I have several small pet peeves that tend to rear their ugly heads at various points, but seriously, who doesn’t? Besides loud chewers and defining a word with the word being defined, this whole Star Wars Day nonsense irks me. “Why?!” you ask, “Aren’t you a red-blooded American who appreciates the cultural legacy that Star Wars has left?!” And the answer is, yes, I appreciate the cultural significance of the movie franchise, but for me, May 4th is a much more salient and potent day.
I grew up in a small community in Northeast Ohio, down the street from a college which was pretty much where the majority of my high school graduating class found themselves after high school. My mom grew up here and attended the same university, and while my dad grew up 20 minutes south of here, he also attended the university. And so because of this school’s proximity to my hometown and its importance in my life, the Kent State shootings have a profound impact on me, a girl who never went to Kent and a full-fledged millennial (who as you know don’t typically care about “old people things”). Furthermore, one of my uncles was in the Ohio National Guard, and has a connection to Kent (he wasn’t there), but I would’ve loved to hear his stories about the events. I had no idea he was connected until after his death; it’s funny the things we never say.

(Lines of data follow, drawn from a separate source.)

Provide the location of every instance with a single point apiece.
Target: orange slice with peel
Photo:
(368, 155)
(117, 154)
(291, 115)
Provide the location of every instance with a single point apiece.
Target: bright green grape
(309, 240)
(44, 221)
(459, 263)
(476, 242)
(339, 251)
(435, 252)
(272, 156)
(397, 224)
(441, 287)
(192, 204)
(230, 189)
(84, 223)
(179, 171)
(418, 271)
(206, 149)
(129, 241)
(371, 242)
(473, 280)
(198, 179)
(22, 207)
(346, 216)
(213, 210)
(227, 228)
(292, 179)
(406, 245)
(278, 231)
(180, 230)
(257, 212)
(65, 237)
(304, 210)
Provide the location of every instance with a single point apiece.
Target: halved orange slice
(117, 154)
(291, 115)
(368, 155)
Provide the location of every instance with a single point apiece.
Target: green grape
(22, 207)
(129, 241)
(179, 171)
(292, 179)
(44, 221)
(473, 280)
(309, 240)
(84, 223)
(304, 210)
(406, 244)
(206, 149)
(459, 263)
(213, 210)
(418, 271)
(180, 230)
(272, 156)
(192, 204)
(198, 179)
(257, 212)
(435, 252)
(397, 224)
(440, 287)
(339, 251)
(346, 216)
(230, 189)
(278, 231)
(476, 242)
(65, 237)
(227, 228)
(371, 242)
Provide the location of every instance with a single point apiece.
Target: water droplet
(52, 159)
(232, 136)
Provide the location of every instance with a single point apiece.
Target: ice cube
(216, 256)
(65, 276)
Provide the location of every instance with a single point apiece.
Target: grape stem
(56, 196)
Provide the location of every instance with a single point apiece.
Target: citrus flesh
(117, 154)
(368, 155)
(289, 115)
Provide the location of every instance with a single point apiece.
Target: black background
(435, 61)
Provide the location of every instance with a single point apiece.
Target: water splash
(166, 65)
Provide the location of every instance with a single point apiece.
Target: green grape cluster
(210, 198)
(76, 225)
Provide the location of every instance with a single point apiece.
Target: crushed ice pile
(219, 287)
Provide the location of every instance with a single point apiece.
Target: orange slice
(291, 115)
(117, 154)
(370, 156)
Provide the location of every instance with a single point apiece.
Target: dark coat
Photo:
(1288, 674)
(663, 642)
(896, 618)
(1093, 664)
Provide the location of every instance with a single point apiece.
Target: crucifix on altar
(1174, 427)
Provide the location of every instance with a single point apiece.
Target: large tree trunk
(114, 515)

So why then do I care so much about the May 4th, 1970 shootings? So what, I’m a “townie” with parents who remember the road to town being closed that day, with people fearing that the protesters would soon be at the door? I care because as human being I know this story is important to our lives. I watched a PBS documentary a few weeks ago about 1970, and I was shocked at the tension that was conveyed through the film. The summer of love that defined the 1960s seemed to come crashing down in mere months. In the first third of the year the country saw the escalation of Vietnam into Cambodia, at a time when people thought that things were winding down…add to that students who felt that the war was wrong and that there was no need for teenagers and young adults to be sent into this conflict, and you get a powder keg of a situation. I think (from my millennial perspective) that this was one of those defining moments for a generation- people were protesting and 4 college students were killed. There was a teacher at my middle school who knew one of those killed; she was on her way to class, and was in no way involved in the situation. From reading the old Newsweek piece from 1970, neither were the other 3.
We talk about “safe places” from protesting and events that “mean something to people,” but by the same token, these past events should mean something too. May 4th meant something 46 years ago; today we should continue to remember it, and hope for peace. Marcus Cicero (yes, the great Roman orator) once said “To be ignorant of what occurred before you were born is to remain always a child.” This is no different. If we fail to remember a day when 4 college students were shot while others assembled and protested, we disgrace their memories and we run the risk of repeating ourselves. If we call it “irrelevant” or “for old people” and scoff at it because we just “can’t relate” then we miss the connections that are inherent among us all. History has always been intriguing to me because when you cut to the core, people have always been similar throughout the ages.
I wandered the grounds of Taylor Hall today, looking at the Victory Bell, the parking lot, the memorials, the Pagoda, and I can’t imagine. I’ve seen the pictures; I’ve read the stories, but I can’t imagine what those people felt, whether students or National Guardsmen. All I know is that these people and this event signaled the shift, heralded that the world was never going to be the same. Awful things could happen in the middle of nowhere America. The significance is real to me, and I was happy to see that still, 46 years later, students and people are visiting the sites where the students fell and leaving messages:
(I couldn’t resist the picture of the famous black squirrel coming to survey the site too)
To insert my linguistics-self in here, the second chalk message struck me as interesting with its use of #onceaflashalwaysaflash. Through this simple chalk message, the writer (a student I’d imagine) connects the world of today with the world of yesterday, both within the hashtag itself, but also through using the hashtag to show support, solidarity, and remembrance for humans in a world before mass media of the scale we know today. In our world where large protests are a relic of the past, the simple extension of our conventions to the stories of the past serve to pull them towards us, continuing their salience and relevance to our lives today.
If you want to hear interviews with people who were there, who saw the events unfold, Kent State has some archival material.